Yes, you heard that right.
When in distress, plants can release chemical distress signals.
That's exactly what's happening when you smell a freshly-mowed lawn, which triggers the release of protective compounds in nearby blades that haven't been cut.
In the case of tomatoes, they call out to a wasp that attacks caterpillars, also in a horrifying manner.
The wasps lay their eggs in the caterpillars which ... suffice to say ... doesn't end well for them.
But over the years and across generations, the caterpillars have evolved a way to use saliva enzymes to essentially put the tomatoes on mute.
Helicoverpa zea, also sometimes referred to as the tomato fruitworm, eating an unripe tomato.
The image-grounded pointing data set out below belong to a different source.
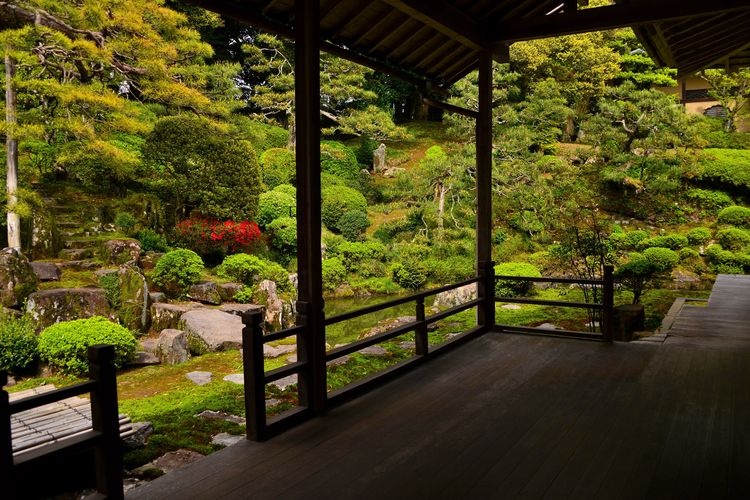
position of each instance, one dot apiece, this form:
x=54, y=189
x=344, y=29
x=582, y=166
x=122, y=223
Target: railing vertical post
x=421, y=344
x=254, y=372
x=608, y=302
x=6, y=445
x=105, y=419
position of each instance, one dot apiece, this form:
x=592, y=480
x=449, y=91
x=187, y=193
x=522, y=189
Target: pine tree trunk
x=11, y=147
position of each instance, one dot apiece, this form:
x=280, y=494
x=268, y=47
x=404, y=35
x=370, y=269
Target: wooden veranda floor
x=510, y=416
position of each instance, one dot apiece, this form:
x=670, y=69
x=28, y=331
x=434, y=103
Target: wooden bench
x=31, y=429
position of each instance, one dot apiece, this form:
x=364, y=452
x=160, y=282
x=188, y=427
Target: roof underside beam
x=634, y=13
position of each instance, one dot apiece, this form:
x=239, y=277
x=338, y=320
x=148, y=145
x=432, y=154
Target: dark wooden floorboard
x=508, y=416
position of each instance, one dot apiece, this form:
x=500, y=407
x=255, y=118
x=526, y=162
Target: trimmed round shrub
x=662, y=259
x=699, y=235
x=334, y=273
x=735, y=216
x=513, y=288
x=353, y=225
x=278, y=167
x=733, y=238
x=337, y=200
x=410, y=274
x=64, y=345
x=18, y=344
x=249, y=269
x=275, y=204
x=337, y=159
x=177, y=270
x=151, y=241
x=671, y=241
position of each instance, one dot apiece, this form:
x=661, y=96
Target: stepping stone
x=199, y=378
x=226, y=439
x=235, y=378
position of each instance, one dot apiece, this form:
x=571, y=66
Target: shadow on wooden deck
x=509, y=416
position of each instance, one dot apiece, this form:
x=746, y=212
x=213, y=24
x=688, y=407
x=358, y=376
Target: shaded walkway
x=509, y=416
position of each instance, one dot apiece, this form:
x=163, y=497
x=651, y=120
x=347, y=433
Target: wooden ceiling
x=434, y=43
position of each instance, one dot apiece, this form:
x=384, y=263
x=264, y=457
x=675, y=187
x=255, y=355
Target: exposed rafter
x=621, y=15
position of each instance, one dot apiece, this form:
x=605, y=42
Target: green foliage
x=699, y=235
x=275, y=204
x=353, y=224
x=338, y=200
x=18, y=344
x=278, y=166
x=410, y=274
x=339, y=160
x=514, y=288
x=726, y=167
x=177, y=270
x=735, y=216
x=199, y=165
x=708, y=199
x=733, y=238
x=64, y=345
x=151, y=241
x=334, y=273
x=671, y=241
x=283, y=235
x=249, y=270
x=125, y=223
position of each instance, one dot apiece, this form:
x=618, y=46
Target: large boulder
x=206, y=292
x=210, y=330
x=457, y=296
x=120, y=251
x=171, y=347
x=17, y=278
x=48, y=307
x=134, y=309
x=164, y=315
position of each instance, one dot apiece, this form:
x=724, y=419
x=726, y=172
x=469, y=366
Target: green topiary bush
x=410, y=274
x=513, y=288
x=338, y=200
x=275, y=204
x=353, y=225
x=699, y=236
x=278, y=167
x=151, y=241
x=733, y=238
x=249, y=270
x=338, y=159
x=177, y=270
x=735, y=216
x=64, y=345
x=18, y=344
x=334, y=273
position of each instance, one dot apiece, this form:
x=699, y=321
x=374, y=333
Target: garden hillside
x=150, y=197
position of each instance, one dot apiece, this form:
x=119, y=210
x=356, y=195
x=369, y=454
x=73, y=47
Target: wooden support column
x=311, y=342
x=485, y=265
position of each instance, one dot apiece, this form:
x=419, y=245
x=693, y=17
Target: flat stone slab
x=220, y=415
x=200, y=378
x=210, y=330
x=235, y=378
x=226, y=439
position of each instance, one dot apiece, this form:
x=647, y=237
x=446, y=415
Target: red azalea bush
x=205, y=235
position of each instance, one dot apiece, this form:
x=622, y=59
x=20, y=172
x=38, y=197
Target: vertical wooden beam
x=311, y=343
x=486, y=288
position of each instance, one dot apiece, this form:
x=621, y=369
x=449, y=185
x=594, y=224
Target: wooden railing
x=103, y=437
x=260, y=427
x=606, y=306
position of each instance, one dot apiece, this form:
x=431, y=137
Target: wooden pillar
x=311, y=342
x=485, y=265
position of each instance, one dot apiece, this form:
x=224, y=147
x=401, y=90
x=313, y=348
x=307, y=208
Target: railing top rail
x=576, y=281
x=396, y=302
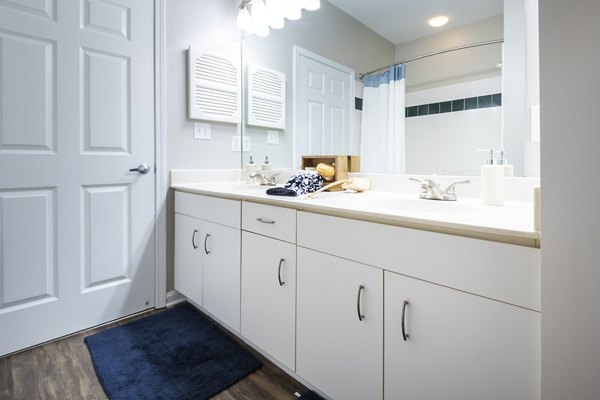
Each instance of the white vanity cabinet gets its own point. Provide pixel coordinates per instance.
(269, 280)
(188, 257)
(442, 343)
(339, 344)
(207, 254)
(472, 321)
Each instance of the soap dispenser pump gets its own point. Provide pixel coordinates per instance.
(266, 165)
(508, 169)
(492, 182)
(250, 170)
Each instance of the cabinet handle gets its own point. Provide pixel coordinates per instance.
(281, 283)
(405, 335)
(194, 245)
(358, 297)
(205, 240)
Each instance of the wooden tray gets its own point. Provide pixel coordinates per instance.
(342, 165)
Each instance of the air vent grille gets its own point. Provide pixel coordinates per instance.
(214, 92)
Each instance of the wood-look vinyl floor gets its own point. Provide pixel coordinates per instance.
(63, 370)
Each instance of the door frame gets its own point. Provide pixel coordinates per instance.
(161, 175)
(301, 52)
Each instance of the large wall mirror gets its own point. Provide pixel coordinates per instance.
(454, 103)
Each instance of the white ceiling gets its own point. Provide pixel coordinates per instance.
(400, 21)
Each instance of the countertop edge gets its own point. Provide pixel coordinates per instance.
(527, 239)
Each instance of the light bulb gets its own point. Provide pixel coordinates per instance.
(275, 13)
(244, 20)
(261, 29)
(312, 5)
(436, 22)
(291, 11)
(258, 12)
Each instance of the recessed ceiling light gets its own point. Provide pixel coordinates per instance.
(436, 22)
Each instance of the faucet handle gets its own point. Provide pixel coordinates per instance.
(450, 194)
(271, 178)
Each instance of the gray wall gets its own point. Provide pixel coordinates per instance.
(328, 32)
(459, 66)
(569, 60)
(210, 25)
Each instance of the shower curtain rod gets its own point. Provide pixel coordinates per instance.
(435, 53)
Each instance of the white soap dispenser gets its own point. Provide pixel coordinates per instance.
(508, 169)
(492, 182)
(250, 169)
(266, 165)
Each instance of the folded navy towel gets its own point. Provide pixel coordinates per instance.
(298, 185)
(279, 191)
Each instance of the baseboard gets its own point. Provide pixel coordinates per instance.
(174, 298)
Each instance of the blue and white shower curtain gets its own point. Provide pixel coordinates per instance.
(382, 127)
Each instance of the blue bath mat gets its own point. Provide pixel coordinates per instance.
(176, 354)
(310, 395)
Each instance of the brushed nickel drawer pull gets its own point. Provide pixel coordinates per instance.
(281, 283)
(358, 297)
(205, 240)
(194, 245)
(405, 335)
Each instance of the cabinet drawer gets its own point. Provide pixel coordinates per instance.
(276, 222)
(220, 211)
(499, 271)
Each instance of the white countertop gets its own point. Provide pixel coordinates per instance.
(511, 223)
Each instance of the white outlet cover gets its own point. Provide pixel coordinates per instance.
(272, 137)
(236, 143)
(246, 143)
(201, 131)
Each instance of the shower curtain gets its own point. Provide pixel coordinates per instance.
(382, 127)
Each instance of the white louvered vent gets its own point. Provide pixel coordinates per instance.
(266, 97)
(214, 92)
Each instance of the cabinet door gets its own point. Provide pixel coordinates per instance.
(220, 246)
(269, 296)
(458, 345)
(337, 351)
(188, 258)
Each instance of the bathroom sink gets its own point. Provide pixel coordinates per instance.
(373, 201)
(419, 205)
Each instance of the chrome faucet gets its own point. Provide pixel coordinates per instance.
(264, 179)
(432, 191)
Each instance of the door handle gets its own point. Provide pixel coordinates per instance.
(405, 335)
(194, 245)
(142, 169)
(281, 261)
(361, 316)
(206, 251)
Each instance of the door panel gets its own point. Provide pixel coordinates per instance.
(76, 113)
(324, 98)
(28, 247)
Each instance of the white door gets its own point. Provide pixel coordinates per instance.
(76, 113)
(324, 105)
(336, 350)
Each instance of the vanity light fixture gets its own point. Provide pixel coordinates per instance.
(312, 5)
(438, 21)
(256, 16)
(244, 20)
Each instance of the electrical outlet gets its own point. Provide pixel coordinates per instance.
(201, 131)
(246, 143)
(236, 143)
(272, 137)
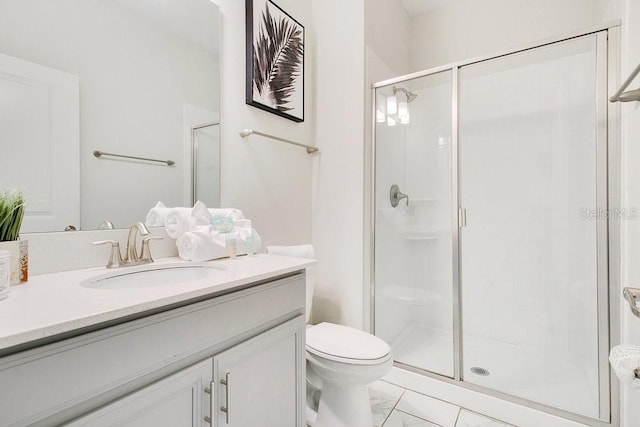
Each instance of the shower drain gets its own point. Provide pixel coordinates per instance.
(480, 371)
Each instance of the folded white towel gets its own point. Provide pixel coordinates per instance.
(300, 251)
(157, 215)
(199, 246)
(625, 359)
(205, 244)
(178, 222)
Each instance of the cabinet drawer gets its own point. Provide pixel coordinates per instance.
(38, 383)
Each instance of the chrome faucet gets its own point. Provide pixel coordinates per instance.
(131, 251)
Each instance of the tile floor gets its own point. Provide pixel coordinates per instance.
(393, 406)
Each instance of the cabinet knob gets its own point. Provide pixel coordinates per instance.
(226, 381)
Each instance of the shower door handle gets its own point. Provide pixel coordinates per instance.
(462, 217)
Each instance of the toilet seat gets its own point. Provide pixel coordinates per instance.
(341, 343)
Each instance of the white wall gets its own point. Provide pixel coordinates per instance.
(630, 57)
(467, 29)
(338, 170)
(135, 76)
(268, 180)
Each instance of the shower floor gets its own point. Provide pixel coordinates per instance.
(512, 369)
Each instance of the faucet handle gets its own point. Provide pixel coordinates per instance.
(115, 257)
(145, 255)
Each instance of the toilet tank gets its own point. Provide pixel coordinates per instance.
(310, 286)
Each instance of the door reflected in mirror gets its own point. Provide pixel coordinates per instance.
(118, 76)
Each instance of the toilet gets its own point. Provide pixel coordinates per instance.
(345, 361)
(341, 362)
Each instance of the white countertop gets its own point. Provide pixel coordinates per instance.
(56, 303)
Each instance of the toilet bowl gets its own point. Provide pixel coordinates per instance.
(345, 360)
(341, 362)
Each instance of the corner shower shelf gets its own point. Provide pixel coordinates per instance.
(410, 295)
(418, 233)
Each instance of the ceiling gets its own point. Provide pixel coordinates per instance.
(191, 19)
(418, 7)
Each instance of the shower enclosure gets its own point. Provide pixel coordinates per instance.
(491, 224)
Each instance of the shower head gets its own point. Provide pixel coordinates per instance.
(410, 95)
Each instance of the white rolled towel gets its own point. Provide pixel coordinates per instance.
(202, 216)
(178, 222)
(157, 215)
(300, 251)
(625, 359)
(203, 244)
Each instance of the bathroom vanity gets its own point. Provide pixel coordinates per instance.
(223, 350)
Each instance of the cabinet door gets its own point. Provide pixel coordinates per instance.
(260, 382)
(178, 400)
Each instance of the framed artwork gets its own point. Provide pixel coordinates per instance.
(275, 60)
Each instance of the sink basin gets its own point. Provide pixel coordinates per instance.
(153, 276)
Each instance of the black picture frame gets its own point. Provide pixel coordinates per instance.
(275, 60)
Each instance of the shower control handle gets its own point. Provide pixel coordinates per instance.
(395, 195)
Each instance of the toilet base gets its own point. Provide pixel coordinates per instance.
(344, 407)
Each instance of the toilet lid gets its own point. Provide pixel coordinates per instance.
(338, 341)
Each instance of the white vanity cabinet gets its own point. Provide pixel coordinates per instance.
(230, 360)
(179, 400)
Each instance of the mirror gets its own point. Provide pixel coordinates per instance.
(136, 78)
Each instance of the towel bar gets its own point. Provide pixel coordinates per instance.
(631, 95)
(99, 154)
(246, 132)
(632, 295)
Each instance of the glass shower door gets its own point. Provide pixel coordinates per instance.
(530, 165)
(413, 234)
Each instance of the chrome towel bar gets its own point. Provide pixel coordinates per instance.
(99, 154)
(246, 132)
(632, 95)
(632, 295)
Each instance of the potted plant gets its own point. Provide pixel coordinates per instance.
(11, 214)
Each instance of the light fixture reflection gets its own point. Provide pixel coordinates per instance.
(392, 105)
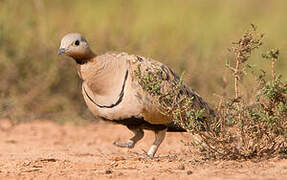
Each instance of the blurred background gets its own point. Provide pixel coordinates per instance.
(187, 35)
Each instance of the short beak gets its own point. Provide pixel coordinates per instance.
(61, 51)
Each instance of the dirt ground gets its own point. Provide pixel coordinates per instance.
(45, 150)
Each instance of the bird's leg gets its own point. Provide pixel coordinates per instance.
(159, 137)
(138, 135)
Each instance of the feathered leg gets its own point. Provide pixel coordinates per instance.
(138, 135)
(159, 137)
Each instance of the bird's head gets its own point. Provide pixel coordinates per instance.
(76, 46)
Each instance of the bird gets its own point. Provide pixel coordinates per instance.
(114, 93)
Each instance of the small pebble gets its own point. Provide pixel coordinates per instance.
(181, 167)
(189, 172)
(108, 171)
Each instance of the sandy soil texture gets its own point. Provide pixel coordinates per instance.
(44, 150)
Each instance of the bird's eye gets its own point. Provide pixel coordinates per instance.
(77, 42)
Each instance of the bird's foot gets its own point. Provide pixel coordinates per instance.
(128, 144)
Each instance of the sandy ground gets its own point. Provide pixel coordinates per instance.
(44, 150)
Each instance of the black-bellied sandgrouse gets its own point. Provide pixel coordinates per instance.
(113, 92)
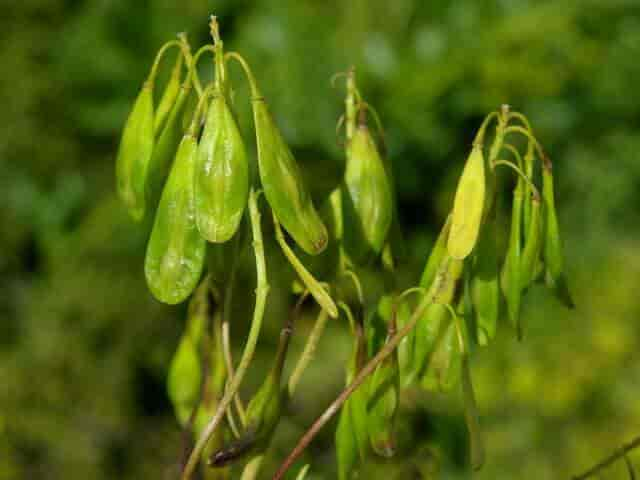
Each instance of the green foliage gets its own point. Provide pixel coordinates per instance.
(85, 350)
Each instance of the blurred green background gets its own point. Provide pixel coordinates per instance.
(84, 348)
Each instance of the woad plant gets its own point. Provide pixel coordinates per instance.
(183, 165)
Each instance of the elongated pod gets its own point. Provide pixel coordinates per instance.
(134, 154)
(176, 251)
(369, 196)
(468, 206)
(283, 184)
(222, 174)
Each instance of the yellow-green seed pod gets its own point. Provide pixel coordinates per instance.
(553, 256)
(134, 154)
(169, 96)
(368, 199)
(432, 327)
(185, 372)
(510, 281)
(283, 184)
(533, 245)
(165, 149)
(176, 251)
(222, 174)
(468, 206)
(438, 252)
(485, 285)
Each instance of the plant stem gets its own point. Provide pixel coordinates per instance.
(262, 290)
(309, 350)
(252, 468)
(367, 370)
(621, 452)
(318, 292)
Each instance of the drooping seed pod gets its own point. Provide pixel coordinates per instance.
(165, 149)
(438, 252)
(185, 372)
(346, 444)
(445, 362)
(169, 96)
(383, 402)
(553, 256)
(222, 174)
(485, 285)
(134, 154)
(283, 184)
(368, 199)
(510, 277)
(176, 251)
(468, 206)
(533, 244)
(263, 412)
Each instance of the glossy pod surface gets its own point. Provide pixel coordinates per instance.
(134, 154)
(222, 174)
(176, 251)
(283, 185)
(165, 149)
(370, 195)
(485, 285)
(468, 207)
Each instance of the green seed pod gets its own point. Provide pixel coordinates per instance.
(185, 372)
(438, 252)
(176, 251)
(468, 206)
(165, 149)
(283, 184)
(134, 154)
(346, 446)
(485, 285)
(553, 256)
(533, 245)
(168, 96)
(222, 174)
(263, 412)
(384, 394)
(445, 362)
(431, 328)
(510, 281)
(368, 198)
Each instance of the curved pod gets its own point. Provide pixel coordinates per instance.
(222, 175)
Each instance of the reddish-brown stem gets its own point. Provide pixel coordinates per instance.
(367, 370)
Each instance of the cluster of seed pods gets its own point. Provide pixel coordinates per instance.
(183, 163)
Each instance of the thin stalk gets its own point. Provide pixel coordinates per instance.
(309, 350)
(522, 175)
(262, 290)
(253, 86)
(515, 153)
(252, 468)
(528, 135)
(367, 370)
(621, 452)
(159, 55)
(350, 104)
(230, 371)
(226, 344)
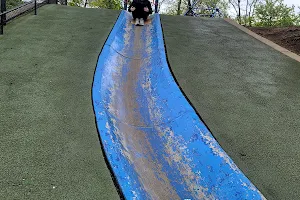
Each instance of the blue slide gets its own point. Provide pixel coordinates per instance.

Courtesy Wikipedia.
And the damage of this tactic could be compounded: In addition to preventing the release of alarm chemicals, the pores damaged by saliva may make it harder for the plant to regulate its temperature.
The research team, led by Penn State entomology professor Gary W. Felton, now plans to find out of the phenomenon is also found in other caterpillar species.
Helicoverpa zea also dines on corn, cotton, soybeans, strawberries, and cannabis, and is commonly found in North and South America. While it's still unclear how the findings can be applied to agriculture, learning more about the caterpillar's physiology could be a big benefit to the sector.